Meet the new Microsoft. Maybe the company really charts a new course under CEO Satya Nadella's leadership.
Colleague Mark Wilson reports that even software pirates can upgrade free to Windows 10. Seriously? Reward the thieves who rob revenue from the platform's cradle? Hand robbers sacred possessions at the door? Give them the house keys and ask them to lock up after they take the tellie, silver, and jewelry?
Outstanding! I really am not being sarcastic, just pretending to be. The strategy is simply brilliant and too long coming, assuming nothing changes before Windows 10's summer release or Microsoft clarifies licensing rules to mean something different.
Without even stressing a single synapse I can conjure up more good reasons for the upgrade plan than the fingers on my hands. But I'll keep the list a bit shorter for this post.
1. Microsoft is giving away the software anyway
There is little lost revenue, at least from consumers choosing to upgrade during the first year of release at no cost.
Think about it. Which is better for Microsoft? Being the free software's distributor, or encouraging the grubbing of code from torrent sites? If no-cost is the same, the company should seize control rather than let others bundle God knows what with Windows 10.
2. The generous upgrade policy can convert thieves into paying customers
In many high-pirate regions, many organisations, not just consumers, are what Microsoft unlovingly call "non-Genuine" users. The year-for-free strategy doesn't apply to businesses, which will pay something.
Depending on final Windows as a Service pricing, the company could convert many non-Genuine business users into paying customers. Think about it. They already are loyal users.
3. More Windows 10 machines mean more potential cloud service customers
Microsoft is betting the future on the cloud. Best strategy is to reduce platform fragmentation and to get as many customers on the newest software as possible, with hooks into extended services.
Don't forget that the new Spartan web browser will be one of the most important pieces to the cloud puzzle.
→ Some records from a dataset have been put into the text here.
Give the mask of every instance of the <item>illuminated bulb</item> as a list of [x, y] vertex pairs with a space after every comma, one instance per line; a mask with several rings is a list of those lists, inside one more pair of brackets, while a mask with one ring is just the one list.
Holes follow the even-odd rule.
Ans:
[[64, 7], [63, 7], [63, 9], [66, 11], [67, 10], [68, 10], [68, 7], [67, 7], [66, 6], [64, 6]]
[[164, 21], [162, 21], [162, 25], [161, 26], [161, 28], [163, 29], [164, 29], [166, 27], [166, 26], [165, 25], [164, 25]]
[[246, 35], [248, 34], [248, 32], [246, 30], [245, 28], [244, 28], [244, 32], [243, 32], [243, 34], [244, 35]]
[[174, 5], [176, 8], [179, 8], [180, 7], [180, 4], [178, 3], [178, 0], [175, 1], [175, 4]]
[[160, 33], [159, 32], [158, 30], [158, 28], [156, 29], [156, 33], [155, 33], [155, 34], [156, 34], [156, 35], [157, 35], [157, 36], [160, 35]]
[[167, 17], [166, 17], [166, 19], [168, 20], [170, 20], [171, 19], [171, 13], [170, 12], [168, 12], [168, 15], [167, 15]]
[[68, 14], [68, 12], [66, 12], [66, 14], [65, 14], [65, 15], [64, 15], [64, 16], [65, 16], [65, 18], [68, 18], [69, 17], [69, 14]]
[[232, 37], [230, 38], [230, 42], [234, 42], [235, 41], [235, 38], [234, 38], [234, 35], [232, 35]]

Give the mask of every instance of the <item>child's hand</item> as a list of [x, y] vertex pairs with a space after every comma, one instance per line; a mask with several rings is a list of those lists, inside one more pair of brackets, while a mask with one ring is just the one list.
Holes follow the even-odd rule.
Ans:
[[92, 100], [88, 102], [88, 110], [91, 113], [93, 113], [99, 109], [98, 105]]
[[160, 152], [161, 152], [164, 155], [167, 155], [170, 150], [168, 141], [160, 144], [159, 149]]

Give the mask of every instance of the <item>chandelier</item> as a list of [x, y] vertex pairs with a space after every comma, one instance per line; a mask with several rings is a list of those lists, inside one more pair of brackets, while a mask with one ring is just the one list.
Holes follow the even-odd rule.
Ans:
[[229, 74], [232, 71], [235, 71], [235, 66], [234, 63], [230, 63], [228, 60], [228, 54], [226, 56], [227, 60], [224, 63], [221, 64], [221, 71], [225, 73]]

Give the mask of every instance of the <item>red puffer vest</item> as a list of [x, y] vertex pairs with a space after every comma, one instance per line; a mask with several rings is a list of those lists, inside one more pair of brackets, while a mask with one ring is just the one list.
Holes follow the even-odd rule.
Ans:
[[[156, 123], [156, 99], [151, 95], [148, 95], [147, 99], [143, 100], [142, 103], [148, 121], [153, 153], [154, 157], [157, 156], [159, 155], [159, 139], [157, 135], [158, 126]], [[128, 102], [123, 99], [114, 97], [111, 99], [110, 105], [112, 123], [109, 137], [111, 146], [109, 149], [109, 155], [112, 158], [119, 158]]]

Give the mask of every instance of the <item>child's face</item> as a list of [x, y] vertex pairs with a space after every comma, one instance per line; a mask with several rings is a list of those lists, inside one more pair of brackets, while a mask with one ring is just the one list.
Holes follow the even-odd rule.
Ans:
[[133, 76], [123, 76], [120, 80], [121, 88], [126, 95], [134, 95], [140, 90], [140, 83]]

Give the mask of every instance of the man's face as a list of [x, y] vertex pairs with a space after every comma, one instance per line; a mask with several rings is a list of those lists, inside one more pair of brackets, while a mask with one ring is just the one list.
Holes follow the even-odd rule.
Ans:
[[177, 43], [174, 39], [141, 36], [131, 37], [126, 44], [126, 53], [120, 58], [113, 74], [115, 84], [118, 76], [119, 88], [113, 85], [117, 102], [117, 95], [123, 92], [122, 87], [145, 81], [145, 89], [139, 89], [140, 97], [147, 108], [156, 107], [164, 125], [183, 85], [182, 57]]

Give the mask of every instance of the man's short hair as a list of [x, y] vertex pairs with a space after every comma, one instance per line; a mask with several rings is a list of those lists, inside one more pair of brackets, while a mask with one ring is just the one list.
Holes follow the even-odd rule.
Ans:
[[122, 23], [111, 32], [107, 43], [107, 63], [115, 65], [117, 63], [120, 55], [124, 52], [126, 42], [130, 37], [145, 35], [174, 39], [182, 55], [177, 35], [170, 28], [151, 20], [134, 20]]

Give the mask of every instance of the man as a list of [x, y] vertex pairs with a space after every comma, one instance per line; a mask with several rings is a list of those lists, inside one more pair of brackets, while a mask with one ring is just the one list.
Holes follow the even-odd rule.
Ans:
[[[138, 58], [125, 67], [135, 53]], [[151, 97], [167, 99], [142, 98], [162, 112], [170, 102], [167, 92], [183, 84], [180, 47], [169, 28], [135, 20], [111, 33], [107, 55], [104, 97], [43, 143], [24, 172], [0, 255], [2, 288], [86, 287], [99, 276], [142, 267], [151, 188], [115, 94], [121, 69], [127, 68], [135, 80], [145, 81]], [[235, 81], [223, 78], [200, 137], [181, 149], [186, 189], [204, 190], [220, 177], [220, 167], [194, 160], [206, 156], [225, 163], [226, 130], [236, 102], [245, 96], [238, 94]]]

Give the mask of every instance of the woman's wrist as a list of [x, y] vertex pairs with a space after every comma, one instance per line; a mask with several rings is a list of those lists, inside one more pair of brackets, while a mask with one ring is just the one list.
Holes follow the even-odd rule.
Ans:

Windows 10 is the way to get it. Fragmentation has long inhibited Microsoft platform ambitions, and risks are greater for the long-term services strategy.
4. Widespread Windows 10 availability could greatly curb malware's spread
It is no coincidence that a correlation exists between countries where software piracy is high and malware-infections are great.
According to PandaLabs' Annual Report 2014, the top-10 most-infected countries are: China, Ecuador, Turkey, Guatemala, Russia, Taiwan, Boliva, Poland, and Brazil. With the exception of Taiwan, piracy rates in all are 50 per cent or higher, according to Business Software Alliance. The number exceeds 70 per cent for the majority.
In February, BSA published an IDC-commissioned whitepaper that finds a "clear link between unlicensed software and cybersecurity threats". Excerpt:
This conclusion jives with PandaLabs research. The 10 countries with the lowest malware-infection rates - Belgium, Denmark, Japan, Netherlands, Switzerland, Germany, United Kingdom, Finland, Norway, and Sweden - have some of the lowest-piracy rates. Typically: 25 per cent or less, according to BSA.
Presuming that many of the zombie machines used, at the least, for botnets run pirated Windows - or otherwise are infected - Microsoft could do a great service to the larger Internet community and to its paying customers by getting as many users as possible on the newest, securest operating system.
5. In regions where piracy is high and incomes are low, Microsoft is more likely to sell low-cost Lumias as Windows 10 PC companions
The company's big ambition is a single cloud-connected platform. However, mobile is a weakness.
Microsoft already missed the major smartphone sales surge in developed countries. But many emerging markets are still moving from dumb phones.
Windows across devices connected to extended web services is a viable strategy, and Lumia looks more attractive matched up to Windows 10 than either 7 or 8/8.1.